* Best deep learning model turned out to be LSTM (with balanced weights) with the following architecture
    * Embedding input layer with 300 features
    * Spatial Dropout layer - 20%
    * LSTM nodes: 64
    * Output Layer - 5 nodes with softmax activation
    * Class Weight: balanced (calculated using sklearn compute_class_weight method)
    * Loss funcation: categorical cross entropy
    * Optimizer: adam
    * Accuracy Scorer: Categorical Accuracy
* Input for this model is 200k samples of our pre-processed review body
* With only 200k samples, LSTM did not best Logistic Regression in our score ~ LSTM (~ .33) scored about 13% lower than Logistic Regression with balanced weight (~ .46)
* By using Random Under Sampling, we were able to improve the model score by 0.05. Generally, 2-star reviews are the most rare accounting for around 5% of our data. Under sampling would make all classes balanced which would allow us to retain only about 25% (5 classes * 5%) of our data. For our full dataset with 9 million samples, this would only give us 2.2 million samples. Because this drastically reduction of samples, I'm not sure if this will be a viable model. 
* Further investigation: we did see a plateau in model performance for Logistic Regression at around 500k samples. Perhaps training LSTM with the full dataset (9 million samples), it will be able to exceed the performance of Logistic Regression?

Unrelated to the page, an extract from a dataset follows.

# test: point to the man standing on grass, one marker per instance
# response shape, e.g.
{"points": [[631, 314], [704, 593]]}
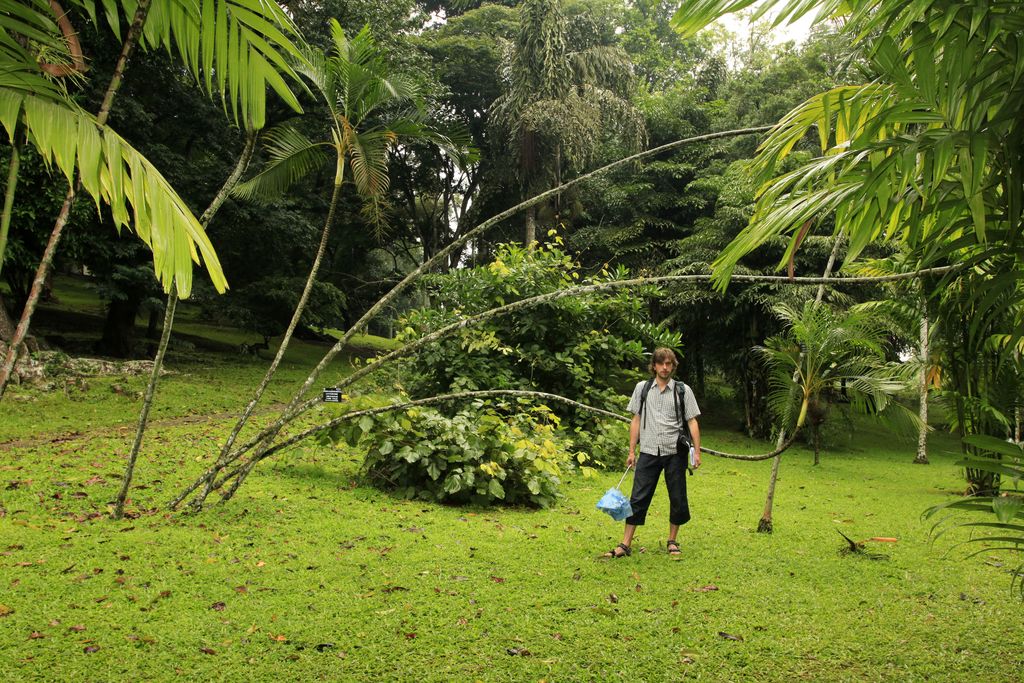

# Sampling for LSTM Models (Balanced Weights)

LSTM seems to be our best model so far. Since we have class imbalance for our dataset. I experimented with a couple sampling techniques to see if we can improve our model performance

### Techniques that we used:
* Random Under Sampling - this will randomly remove majority class samples until we have even distribution of all classes in our sample data. Since this technique removes a bunch of samples, I had to start with a dataset that had 1 million entries to end up with a dataset that is around 200k
* Random Over Sampling - creates balanced class distribution in our datast by duplicating minority class samples
* ADSYN - this is a synthetic over sampling technique where it will generate new samples by interpolating between minority class samples with an emphasis on creating samples near minority class samples that are wrongly classified by KNN classifier

### Sampling Result
* Random Under Sampling did the best to improve model performance and brought our score up by around 5% to .39 - however, this technique reduces our dataset significantly so I have concerns about viability of this technique
* Both methods of over sampling did not beat our model with no sampling at all
    * ADASYN actually did about 3% worse than our baseline, whereas random over sampling did roughly the same as if no sampling was done

Documentation from imbalanced-learn: https://imbalanced-learn.readthedocs.io/en/stable/over_sampling.html


In [None]:
lstms = report[report.model_name == "LSTMB"].copy().astype({"sample_size":np.object})
lstms["display_name"] = lstms[["sample_size", "sampling_type"]].fillna("none").apply(lambda x: x.sampling_type + "-" + str(x.sample_size), axis=1)
lstms["ml_score"] = ml_best.iloc[0].eval_metric

plt.figure(figsize=(20, 5))
_ = sns.lineplot(data = lstms, y = "eval_metric", x = "display_name", sort=False, label="Sampling Score")
_ = sns.lineplot(data = lstms, y = "ml_score", x = "display_name", sort=False, color="r", label="LRB Score")
_ = plt.title("Sampling Scores")
_ = plt.xlabel("Model + Sample Size")
_ = plt.ylabel("Score")

lstms[["display_name", "eval_metric"]]

# Confusion Matrix

For random under sampling for LSTM
* 2-star ratings are most commonly being misclassified as 1-star or 2-star with more being 1-star
* 3-star ratings are most commonly being misclassified as 1-star or 4-star
* 4-star ratings are most commonly being misclassified as 5-star

In [None]:
for idx, row in report_best.iterrows():
    print(f'\n{row.model_name} Sample Size: {row.sample_size} Sampling: {row.sampling_type}')
    print("Confusion Matrix")
    cm = json.loads(row.confusion_matrix)
    print(pd.DataFrame(cm, index=np.arange(1, 6), columns=np.arange(1, 6)))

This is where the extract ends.